South Texas citrus threatened by HLB disease.
The war against Citrus Greening disease goes back to 2005 when Florida’s lucrative citrus industry was assaulted by Asian Citrus psyllids, which led to the devastation of much of the state’s citrus crop and created concern among U.S. citrus growers nationwide at the prospect of facing the threat.
That war against the psylid and the plant-killing bacteria it carries (huanglongbing, better known as HLB) has spread over the last 10-plus years as the pests migrated from the Southeast coast westward to Texas, finally reaching California’s and the rich citrus growing areas.
While advances in research on both the citrus disease and the psyllids that vector it from state to state and country to country have intensified through the years, new technology and defense systems have been and are continuing to be developed in agriculture’s ongoing battle against citrus greening.
A new tool being tested may add to the arsenal of weapons to manage and control the spread of huanglongbing by targeting the reproductive activity of the insect that spreads the disease.
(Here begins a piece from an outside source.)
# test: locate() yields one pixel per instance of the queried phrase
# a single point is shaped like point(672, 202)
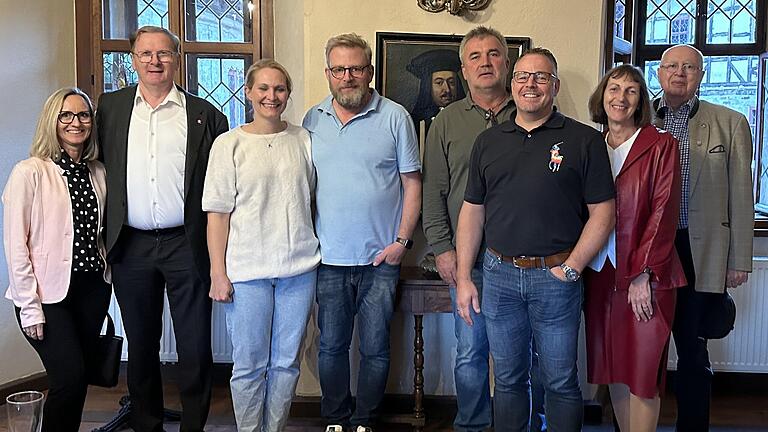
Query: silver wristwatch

HLB is one of the most destructive diseases of citrus worldwide. Originally thought to be caused by a virus, it is now known to be caused by unculturable phloem-limited bacteria. Three forms of greening have been described so far. The African form produces symptoms only under cool conditions and is transmitted by the African citrus psyllid Trioza erytreae; the Asian form prefers warmer conditions and is transmitted by the Asian citrus psyllid Diaphorina citri. Recently, a third American form transmitted by the Asian citrus psyllid was discovered in Brazil. This American form of the disease apparently originated in China.